Bakanlar Kurulunun diğer üyeleri de çok önemli
“Bu adam her şeyi bilir…Bu adam ekonominin beyni” gibi ekonomi yönetimini bir süper kahramana indirgeyen haber başlıkları geçmişte de çok gündem olmuştu. Bugün, aynı tür bir kampanya Mehmet Şimşek için sürdürülüyor. Hatta Şimşek’in yanı sıra bir de “Müthiş Türk kızı”nın (Hafize Gaye Erkan) lansmanı yapılıyor. Bunlar doğru yaklaşımlar değil. Türkiye gibi Metropolis ‘den çok daha büyük bir ekonomiyi düzlüğe çıkarmak tek kişinin gayretleri ile ulaşılabilecek bir hedef değil. Şimşek, hem yurt içinde hem yurt dışında uzmanlığı ile kendini kabul ettirmiş, ilgili çevrelere güven veren bir uzman olarak tanıtılıyor. Bu nitelikler tabii ki çok önemli ama bu niteliklerin bütün bakanlar için geçerli olması gerekmez mi?
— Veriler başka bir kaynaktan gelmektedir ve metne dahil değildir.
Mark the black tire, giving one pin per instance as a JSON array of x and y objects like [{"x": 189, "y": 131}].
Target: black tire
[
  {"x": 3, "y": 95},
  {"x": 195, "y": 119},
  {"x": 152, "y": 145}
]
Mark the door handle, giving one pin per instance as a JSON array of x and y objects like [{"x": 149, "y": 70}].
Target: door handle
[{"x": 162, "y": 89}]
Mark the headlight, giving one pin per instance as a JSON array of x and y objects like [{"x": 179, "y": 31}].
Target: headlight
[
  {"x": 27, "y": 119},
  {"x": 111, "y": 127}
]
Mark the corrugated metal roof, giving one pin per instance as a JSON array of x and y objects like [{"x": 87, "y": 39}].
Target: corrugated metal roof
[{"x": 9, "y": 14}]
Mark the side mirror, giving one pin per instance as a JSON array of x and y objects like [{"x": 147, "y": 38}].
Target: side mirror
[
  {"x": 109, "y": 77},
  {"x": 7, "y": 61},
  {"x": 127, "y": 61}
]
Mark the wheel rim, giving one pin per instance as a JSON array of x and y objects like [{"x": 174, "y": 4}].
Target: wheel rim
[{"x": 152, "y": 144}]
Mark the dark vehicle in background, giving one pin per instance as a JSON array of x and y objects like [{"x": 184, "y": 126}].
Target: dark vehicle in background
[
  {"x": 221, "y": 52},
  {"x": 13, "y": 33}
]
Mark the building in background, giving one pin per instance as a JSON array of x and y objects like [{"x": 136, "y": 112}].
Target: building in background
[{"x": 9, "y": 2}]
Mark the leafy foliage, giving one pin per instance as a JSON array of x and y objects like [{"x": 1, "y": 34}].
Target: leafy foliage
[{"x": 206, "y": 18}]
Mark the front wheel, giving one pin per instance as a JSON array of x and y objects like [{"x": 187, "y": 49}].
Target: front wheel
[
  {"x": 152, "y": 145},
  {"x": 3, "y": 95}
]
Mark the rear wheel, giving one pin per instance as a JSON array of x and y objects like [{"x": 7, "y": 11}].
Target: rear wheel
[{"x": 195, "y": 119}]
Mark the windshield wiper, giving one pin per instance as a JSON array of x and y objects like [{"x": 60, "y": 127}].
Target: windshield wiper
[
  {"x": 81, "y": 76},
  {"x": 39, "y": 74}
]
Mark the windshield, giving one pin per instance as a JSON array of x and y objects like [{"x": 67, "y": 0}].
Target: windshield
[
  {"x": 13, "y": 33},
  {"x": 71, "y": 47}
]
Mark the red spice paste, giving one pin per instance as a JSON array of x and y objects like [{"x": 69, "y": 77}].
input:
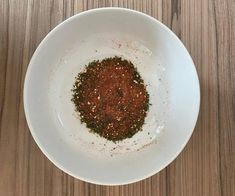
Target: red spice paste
[{"x": 111, "y": 98}]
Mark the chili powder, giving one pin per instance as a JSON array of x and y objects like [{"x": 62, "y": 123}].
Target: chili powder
[{"x": 111, "y": 98}]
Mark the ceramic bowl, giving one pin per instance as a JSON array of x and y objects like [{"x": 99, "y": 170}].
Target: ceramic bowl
[{"x": 164, "y": 64}]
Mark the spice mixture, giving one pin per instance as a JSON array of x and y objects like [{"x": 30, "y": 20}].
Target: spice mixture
[{"x": 111, "y": 98}]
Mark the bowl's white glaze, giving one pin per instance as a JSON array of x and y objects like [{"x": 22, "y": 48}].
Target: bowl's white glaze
[{"x": 162, "y": 61}]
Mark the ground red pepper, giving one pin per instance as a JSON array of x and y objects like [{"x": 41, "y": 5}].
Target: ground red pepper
[{"x": 111, "y": 98}]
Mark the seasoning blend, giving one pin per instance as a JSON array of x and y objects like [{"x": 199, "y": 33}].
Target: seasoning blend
[{"x": 111, "y": 98}]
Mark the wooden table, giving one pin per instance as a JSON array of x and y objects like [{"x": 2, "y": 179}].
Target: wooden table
[{"x": 207, "y": 164}]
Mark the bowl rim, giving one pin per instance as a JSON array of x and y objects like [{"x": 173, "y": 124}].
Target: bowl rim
[{"x": 25, "y": 98}]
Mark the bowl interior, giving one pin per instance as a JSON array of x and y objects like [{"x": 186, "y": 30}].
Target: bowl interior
[{"x": 166, "y": 68}]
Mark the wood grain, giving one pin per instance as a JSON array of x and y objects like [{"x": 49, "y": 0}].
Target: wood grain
[{"x": 206, "y": 167}]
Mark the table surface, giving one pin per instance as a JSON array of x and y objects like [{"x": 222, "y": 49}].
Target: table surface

Örneğin; İçişleri bakanının da hem yurt içinde hem yurt dışında asayiş, kamu düzeni, terör, kamu güvenliği konularında tanınmış, herkese güven veren bir isim olarak ön plana çıkması gerekmiyor mu? Ya da adalet bakanının uluslararası üne sahip bir hukukçu olması ekonomi açısından önemli değil mi? Aynı durum diğer bakanlar için de geçerli. Bunların da Mehmet Şimşek’e atfedilen kariyer özelliklerine sahip olması gerekir. Diğer yandan, ekonomi yönetiminde önem taşıyan kurumların başkanlarının ve yardımcılarının da üretkenliği ve verimliliği destekleyecek bir ortamın zeminini hazırlayabilecek niteliklere sahip olması gerekiyor.
Orta gelir tuzağında yerel seçimlere doğru
Derviş’in Güçlü Ekonomiye Geçiş Programının AKP tarafından disiplinli bir şekilde tatbikiyle Türkiye’de milli gelir 10 bin doların üzerine çıktı. Bu aşamadan sonra daha üst gelir seviyelerine tırmanmanın önünü açabilecek reformların yapılamaması, bir mali kural oluşturulamaması nedeni ile ülke orta gelir tuzağına takıldı kaldı. Dahası, yerel seçimler hızla yaklaşıyor. Mart 2024’e bir yılın altında bir zaman kaldı. Yaşadığımız şu günler bu seçimi seçim kazanmak isteyen bir politikacının köklü bir reform hamlesi başlatması için ideal zamanlar değil. Cumhurbaşkanı Erdoğan seçimleri yaklaşırken, seçimi kazanmak için elinde istediği harcamayı yapabileceği açık bir çekin olmasını isteyecektir. Öyleyse, önümüzdeki muhtemel senaryo, seçimlere üç dört ay kalana kadar Şimşek’in ve TCMB’nin göreli olarak daha rahat çalışabilmesi, seçimler yaklaşırken bu özgürlüğün yeniden kısıtlanması ve yeni bir u dönüşünün yapılması gibi gözüküyor.
Türkiye’nin üretkenliği ve verimliliği teşvik eden bir ortama ihtiyacı var. Bu, AKP’nin iktidara geldiği ilk yıllarda başarılabilmişti. Bu başarıyı sürdürmek, hatta daha da ötesine geçebilmek mümkünken neden böyle u dönüşlü, zigzaglı yollara sapıldığı da tartışılması gereken bir başka önemli konu.